Я до сих пор пытаюсь решить, что делать с коробкой. Прошла неделя с той ночи, когда моя мать в обличии птицы принесла ее. Меня убивает, что я не могу обсудить все это с Акселем.

Ну, теперь-то папа мне поверит?

Я вспоминаю, как он нахмурился, словно со мной было что-то не так.

Я сижу на диване, скрестив ноги, ровно над тем местом, где спрятала посылку. Ее содержимое – не просто перо, а нечто гораздо более значимое. Может быть, в этот раз он меня выслушает.

Я уставилась прямо перед собой на сияющую гладь фортепиано, как на кристальный шар, который должен был объяснить мне, почему мама стала птицей и что делать дальше. Последние несколько дней я ходила по дому и рисовала предметы, которые, мне казалось, что-то значили, но до пианино еще не добралась. С ним связано слишком много воспоминаний, а для воспоминаний нужен цвет.

Когда-то из этого инструмента лились звуки, заполняя наш дом. Когда в последний раз я слышала, как играет мама? Не могу припомнить – наверное, одно это должно было тогда заставить меня беспокоиться.

Теперь-то все кажется таким очевидным.

Год за годом я обещала, что уже «следующим летом» позволю ей научить меня играть, и за ее клавишами наконец воспарит вторая пара рук. Ей очень этого хотелось. Точнее, ей хотелось, чтобы это стало нашим с ней общим занятием. Я всегда представляла, как мы изучаем какой-нибудь очаровательный дуэт; мои руки ударяют по клавишам в басовом ключе, а ее – нежно перебирают ноты высоких октав.
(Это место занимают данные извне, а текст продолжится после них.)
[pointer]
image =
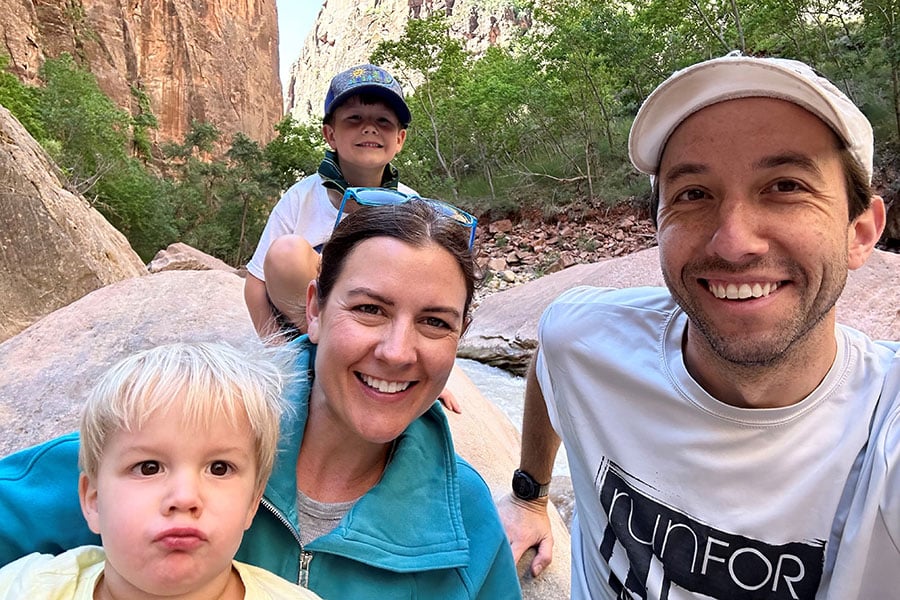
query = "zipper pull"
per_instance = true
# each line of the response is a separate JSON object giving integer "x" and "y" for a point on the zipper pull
{"x": 305, "y": 559}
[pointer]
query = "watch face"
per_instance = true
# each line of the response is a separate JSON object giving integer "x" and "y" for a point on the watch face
{"x": 523, "y": 487}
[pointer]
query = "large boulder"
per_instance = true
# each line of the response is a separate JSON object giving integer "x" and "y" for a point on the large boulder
{"x": 54, "y": 247}
{"x": 181, "y": 257}
{"x": 47, "y": 370}
{"x": 503, "y": 332}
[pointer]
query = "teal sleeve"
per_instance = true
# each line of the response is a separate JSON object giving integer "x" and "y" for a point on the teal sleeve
{"x": 39, "y": 507}
{"x": 491, "y": 567}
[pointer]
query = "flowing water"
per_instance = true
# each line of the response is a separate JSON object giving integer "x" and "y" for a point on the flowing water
{"x": 507, "y": 392}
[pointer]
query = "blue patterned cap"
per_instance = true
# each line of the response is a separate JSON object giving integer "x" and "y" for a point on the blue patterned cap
{"x": 367, "y": 79}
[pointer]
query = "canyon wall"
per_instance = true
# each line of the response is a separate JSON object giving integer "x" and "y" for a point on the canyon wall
{"x": 204, "y": 60}
{"x": 347, "y": 31}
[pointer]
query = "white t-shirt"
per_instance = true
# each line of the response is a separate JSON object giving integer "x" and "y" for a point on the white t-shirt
{"x": 305, "y": 210}
{"x": 679, "y": 495}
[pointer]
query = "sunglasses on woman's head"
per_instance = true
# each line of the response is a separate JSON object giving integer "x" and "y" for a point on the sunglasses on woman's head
{"x": 385, "y": 196}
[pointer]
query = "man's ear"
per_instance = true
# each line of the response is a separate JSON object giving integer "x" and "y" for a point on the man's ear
{"x": 87, "y": 495}
{"x": 864, "y": 233}
{"x": 312, "y": 311}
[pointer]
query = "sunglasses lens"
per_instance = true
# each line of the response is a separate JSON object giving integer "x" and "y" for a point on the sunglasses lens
{"x": 382, "y": 197}
{"x": 377, "y": 196}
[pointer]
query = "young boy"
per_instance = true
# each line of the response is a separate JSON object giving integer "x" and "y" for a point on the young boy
{"x": 177, "y": 443}
{"x": 365, "y": 125}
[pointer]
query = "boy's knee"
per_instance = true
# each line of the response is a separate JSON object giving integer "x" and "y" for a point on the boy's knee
{"x": 290, "y": 256}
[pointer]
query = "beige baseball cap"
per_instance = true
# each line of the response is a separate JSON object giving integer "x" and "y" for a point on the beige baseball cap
{"x": 734, "y": 76}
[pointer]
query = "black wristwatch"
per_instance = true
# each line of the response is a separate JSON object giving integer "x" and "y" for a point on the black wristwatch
{"x": 525, "y": 487}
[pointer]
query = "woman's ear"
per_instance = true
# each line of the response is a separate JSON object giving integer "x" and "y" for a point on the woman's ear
{"x": 87, "y": 495}
{"x": 312, "y": 311}
{"x": 864, "y": 233}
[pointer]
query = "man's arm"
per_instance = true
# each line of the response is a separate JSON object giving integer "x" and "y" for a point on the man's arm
{"x": 259, "y": 307}
{"x": 526, "y": 521}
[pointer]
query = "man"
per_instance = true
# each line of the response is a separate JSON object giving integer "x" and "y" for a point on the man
{"x": 726, "y": 438}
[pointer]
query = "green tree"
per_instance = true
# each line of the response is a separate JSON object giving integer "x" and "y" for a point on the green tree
{"x": 295, "y": 152}
{"x": 91, "y": 131}
{"x": 21, "y": 100}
Мама никогда не закрывала крышку пианино, и открытые клавиши поблескивали, как зубы. Она утверждала, что им нужно дышать. Но отец убрал ноты и захлопнул крышку. Пианино, которое стояло передо мной сейчас, было голым, неулыбчивым, траурно-черным.

Из пространства, где раньше стояли ноты – открытые на странице с тем произведением, которым мама занималась в тот момент, будь то соната или ноктюрн, – теперь смотрело мое черно-деревянное отражение. Когда я росла, то всегда хотела быть больше похожей на свою мать. На тайваньку.

У нее были волосы до плеч, которые она укладывала волнами, а еще она носила большие очки, которые снимала, когда ее одолевали мигрени. Я помню, как пыталась посмотреть на нее глазами незнакомца: хрупкая, темноволосая женщина, которая путается в английской грамматике и фразеологизмах. Я не помню, чтобы она говорила при мне на другом языке. Она даже имя выбрала себе английское – Дороти, которое в какой-то момент сократилось до Дори.

В моей внешности есть что-то от нее, но все-таки я больше похожа на отца – американца с ирландскими корнями, родившегося и выросшего в Пенсильвании. У меня, как и у него, карие глаза, только темнее; такой же острый нос. Я выгляжу как он в молодости – особенно это заметно на фотографиях, сделанных еще до моего рождения: он тогда был бас-гитаристом в группе под названием «Кофейные зерна». Сложно представить его музыкантом – для меня он был исключительно синологом, исследователем Китая: его экономики, культуры, истории… Он в совершенстве знает мандарин и регулярно выступает с лекциями в Шанхае и Гонконге на собраниях синологов и экономистов.